DeSousa is a native of Queens, N.Y. and a graduate of Morgan State University. He has served in a variety of capacities during his 30-year career with the department, including stints as the Northeast district commander and deputy commissioner. He promised immediate change in the force’s crime-fighting strategy, including the immediate launch of a plan to flood crime “hotspots” with extra officers.  

“My plan is to immediately put more uniformed officers on the streets,” DeSousa said.  

“Today we have an initiative that (officially) started about 30 minutes ago and is specifically designed to reduce violence,” he added, describing a roll-out of additional officers throughout the day Friday who would be situated in areas prone to violence.  

Looming over Davis’ ousting are lingering questions about the stalled investigation into the shooting death of Detective Sean Suiter, who was shot in the head in a West Baltimore alley in November.

Police initially said Suiter was the victim of a lone gunman, described as a Black male wearing a jacket with a white stripe. It was later revealed that Suiter was set to testify in front of a federal grand jury as part of a widening investigation into the Gun Trace Task Force, a rogue police unit accused of robbing residents, dealing drugs, and stealing overtime.

Asked if the case had any effect on her decision, Pugh was noncommittal.

“My decision is based upon the fact that we need to get these numbers down,” she said.

Initial reaction to the change from inside the department was positive. Sgt. Louis Hopson, who filed a landmark civil rights lawsuit against the department alleging discrimination against Black officers, said the move was a step in the right direction.  

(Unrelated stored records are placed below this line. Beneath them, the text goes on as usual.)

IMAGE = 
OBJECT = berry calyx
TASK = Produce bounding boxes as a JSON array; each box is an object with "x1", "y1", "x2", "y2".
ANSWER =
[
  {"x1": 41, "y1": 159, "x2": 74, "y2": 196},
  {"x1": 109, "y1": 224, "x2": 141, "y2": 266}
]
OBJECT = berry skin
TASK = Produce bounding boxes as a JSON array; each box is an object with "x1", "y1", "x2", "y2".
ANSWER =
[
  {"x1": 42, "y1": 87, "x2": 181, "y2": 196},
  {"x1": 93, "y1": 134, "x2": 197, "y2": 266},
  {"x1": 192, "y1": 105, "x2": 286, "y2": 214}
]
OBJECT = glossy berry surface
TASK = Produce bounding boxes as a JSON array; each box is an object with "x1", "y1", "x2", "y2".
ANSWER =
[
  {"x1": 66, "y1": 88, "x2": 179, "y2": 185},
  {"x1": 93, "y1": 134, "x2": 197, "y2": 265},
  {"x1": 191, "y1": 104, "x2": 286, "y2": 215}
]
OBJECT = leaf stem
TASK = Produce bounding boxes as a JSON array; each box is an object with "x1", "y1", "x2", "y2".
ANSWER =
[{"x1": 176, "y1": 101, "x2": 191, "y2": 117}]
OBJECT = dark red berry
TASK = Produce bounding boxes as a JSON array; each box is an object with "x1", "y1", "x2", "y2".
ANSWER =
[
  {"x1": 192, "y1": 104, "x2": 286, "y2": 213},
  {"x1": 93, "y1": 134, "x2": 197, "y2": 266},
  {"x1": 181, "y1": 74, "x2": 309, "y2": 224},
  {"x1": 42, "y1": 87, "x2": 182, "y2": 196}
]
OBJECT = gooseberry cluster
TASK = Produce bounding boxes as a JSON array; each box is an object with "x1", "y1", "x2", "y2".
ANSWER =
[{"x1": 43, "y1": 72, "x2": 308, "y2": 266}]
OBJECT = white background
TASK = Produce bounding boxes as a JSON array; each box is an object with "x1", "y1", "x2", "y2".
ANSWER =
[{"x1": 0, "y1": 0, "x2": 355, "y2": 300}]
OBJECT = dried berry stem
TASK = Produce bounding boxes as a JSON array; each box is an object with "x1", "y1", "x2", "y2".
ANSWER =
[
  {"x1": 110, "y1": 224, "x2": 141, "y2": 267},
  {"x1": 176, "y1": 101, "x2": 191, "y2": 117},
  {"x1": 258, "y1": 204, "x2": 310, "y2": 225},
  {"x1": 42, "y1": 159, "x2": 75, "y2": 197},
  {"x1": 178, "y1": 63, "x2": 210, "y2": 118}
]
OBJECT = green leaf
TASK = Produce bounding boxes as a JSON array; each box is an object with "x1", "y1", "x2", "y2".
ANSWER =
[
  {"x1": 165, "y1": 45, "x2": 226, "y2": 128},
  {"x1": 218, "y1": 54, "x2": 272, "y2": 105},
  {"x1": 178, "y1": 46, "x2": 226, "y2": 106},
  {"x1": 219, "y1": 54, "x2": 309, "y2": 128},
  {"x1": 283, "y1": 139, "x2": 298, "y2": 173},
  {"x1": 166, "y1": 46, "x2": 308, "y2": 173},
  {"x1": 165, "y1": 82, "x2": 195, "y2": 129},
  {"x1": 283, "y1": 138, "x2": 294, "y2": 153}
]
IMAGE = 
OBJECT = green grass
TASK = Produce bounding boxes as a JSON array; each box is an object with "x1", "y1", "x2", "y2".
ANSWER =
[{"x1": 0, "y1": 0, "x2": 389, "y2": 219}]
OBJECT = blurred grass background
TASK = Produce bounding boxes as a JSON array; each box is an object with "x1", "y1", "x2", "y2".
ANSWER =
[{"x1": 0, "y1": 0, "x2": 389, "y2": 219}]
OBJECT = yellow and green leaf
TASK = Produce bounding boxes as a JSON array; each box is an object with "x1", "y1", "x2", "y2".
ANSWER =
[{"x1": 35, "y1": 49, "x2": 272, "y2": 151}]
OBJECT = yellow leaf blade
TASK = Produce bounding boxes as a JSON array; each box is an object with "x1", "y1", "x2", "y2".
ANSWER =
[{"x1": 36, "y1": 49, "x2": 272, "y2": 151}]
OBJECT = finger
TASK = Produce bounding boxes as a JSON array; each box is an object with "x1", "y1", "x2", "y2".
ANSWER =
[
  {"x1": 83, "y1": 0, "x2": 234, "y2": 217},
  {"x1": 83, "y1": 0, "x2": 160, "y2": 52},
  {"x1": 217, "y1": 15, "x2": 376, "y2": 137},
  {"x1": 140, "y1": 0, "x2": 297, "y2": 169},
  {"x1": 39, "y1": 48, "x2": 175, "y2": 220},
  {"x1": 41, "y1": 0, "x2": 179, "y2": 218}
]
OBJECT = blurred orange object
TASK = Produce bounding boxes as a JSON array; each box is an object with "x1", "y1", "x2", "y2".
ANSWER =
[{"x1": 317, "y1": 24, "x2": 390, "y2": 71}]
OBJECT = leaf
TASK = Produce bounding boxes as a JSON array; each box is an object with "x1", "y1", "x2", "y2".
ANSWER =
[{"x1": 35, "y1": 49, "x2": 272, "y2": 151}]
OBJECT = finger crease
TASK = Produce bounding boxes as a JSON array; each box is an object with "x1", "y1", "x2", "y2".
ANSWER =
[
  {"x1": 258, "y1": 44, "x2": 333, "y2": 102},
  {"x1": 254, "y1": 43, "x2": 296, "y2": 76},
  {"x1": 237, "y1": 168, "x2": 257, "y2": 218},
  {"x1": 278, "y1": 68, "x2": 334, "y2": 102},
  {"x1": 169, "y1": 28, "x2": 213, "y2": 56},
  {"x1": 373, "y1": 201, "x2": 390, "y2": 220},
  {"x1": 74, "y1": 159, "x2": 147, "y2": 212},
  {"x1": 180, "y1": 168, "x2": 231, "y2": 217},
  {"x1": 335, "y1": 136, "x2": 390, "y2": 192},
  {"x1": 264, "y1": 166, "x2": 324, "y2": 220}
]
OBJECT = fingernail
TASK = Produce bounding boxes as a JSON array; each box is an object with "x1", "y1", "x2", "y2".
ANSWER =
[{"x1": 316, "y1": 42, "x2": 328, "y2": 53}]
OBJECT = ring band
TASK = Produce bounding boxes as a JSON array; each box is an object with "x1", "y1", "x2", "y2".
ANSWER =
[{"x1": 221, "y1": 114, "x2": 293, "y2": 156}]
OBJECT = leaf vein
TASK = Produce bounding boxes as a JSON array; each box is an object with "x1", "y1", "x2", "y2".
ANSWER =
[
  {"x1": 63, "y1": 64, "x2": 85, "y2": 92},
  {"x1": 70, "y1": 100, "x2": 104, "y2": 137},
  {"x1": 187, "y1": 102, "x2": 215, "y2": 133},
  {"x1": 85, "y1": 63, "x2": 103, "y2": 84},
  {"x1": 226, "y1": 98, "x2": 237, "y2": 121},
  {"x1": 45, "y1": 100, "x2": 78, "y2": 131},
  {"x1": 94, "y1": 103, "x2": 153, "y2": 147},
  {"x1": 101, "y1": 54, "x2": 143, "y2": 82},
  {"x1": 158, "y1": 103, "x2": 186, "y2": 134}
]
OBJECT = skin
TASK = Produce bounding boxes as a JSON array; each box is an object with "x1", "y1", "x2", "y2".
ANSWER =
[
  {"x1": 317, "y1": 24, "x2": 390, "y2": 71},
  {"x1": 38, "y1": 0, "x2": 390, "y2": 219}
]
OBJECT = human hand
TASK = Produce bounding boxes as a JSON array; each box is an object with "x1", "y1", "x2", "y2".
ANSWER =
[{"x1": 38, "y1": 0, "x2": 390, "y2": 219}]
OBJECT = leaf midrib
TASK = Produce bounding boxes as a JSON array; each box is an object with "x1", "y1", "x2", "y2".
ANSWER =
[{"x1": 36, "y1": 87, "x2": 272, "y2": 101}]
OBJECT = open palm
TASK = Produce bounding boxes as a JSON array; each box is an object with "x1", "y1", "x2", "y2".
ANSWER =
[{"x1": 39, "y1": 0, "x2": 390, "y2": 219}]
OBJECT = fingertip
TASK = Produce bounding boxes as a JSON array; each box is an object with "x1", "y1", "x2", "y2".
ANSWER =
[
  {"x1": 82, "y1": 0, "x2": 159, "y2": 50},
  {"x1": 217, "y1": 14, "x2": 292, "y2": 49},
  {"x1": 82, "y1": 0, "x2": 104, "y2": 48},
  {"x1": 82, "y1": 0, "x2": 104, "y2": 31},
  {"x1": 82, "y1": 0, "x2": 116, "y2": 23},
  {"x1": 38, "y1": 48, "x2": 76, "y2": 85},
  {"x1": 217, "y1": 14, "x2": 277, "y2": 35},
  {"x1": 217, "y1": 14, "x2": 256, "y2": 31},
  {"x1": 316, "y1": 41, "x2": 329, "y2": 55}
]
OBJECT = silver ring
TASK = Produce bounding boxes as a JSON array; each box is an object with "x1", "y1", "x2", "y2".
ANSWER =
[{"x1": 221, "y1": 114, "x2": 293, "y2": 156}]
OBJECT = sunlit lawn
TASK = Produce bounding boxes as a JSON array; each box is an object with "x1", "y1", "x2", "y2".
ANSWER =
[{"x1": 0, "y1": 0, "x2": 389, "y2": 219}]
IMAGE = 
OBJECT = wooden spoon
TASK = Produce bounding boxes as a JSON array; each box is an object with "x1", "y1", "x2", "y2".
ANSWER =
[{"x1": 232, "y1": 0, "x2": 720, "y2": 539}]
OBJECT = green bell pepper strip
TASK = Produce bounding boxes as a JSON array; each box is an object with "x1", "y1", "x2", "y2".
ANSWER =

“I think it’s an excellent move for a police department that has been reeling,” he told The AFRO. “Our hope is that he rights the ship.”

Hopson also serves on the board of the Vanguard Justice Society, an organization that represents Black police officers in Baltimore. He said he believes DeSousa will be able to mend the department’s fraught relationship with the community that has been the primary roadblock in reducing violence.   

“He’s very well respected,” Hopson said. “I think he truly understands the department and the people of Baltimore.”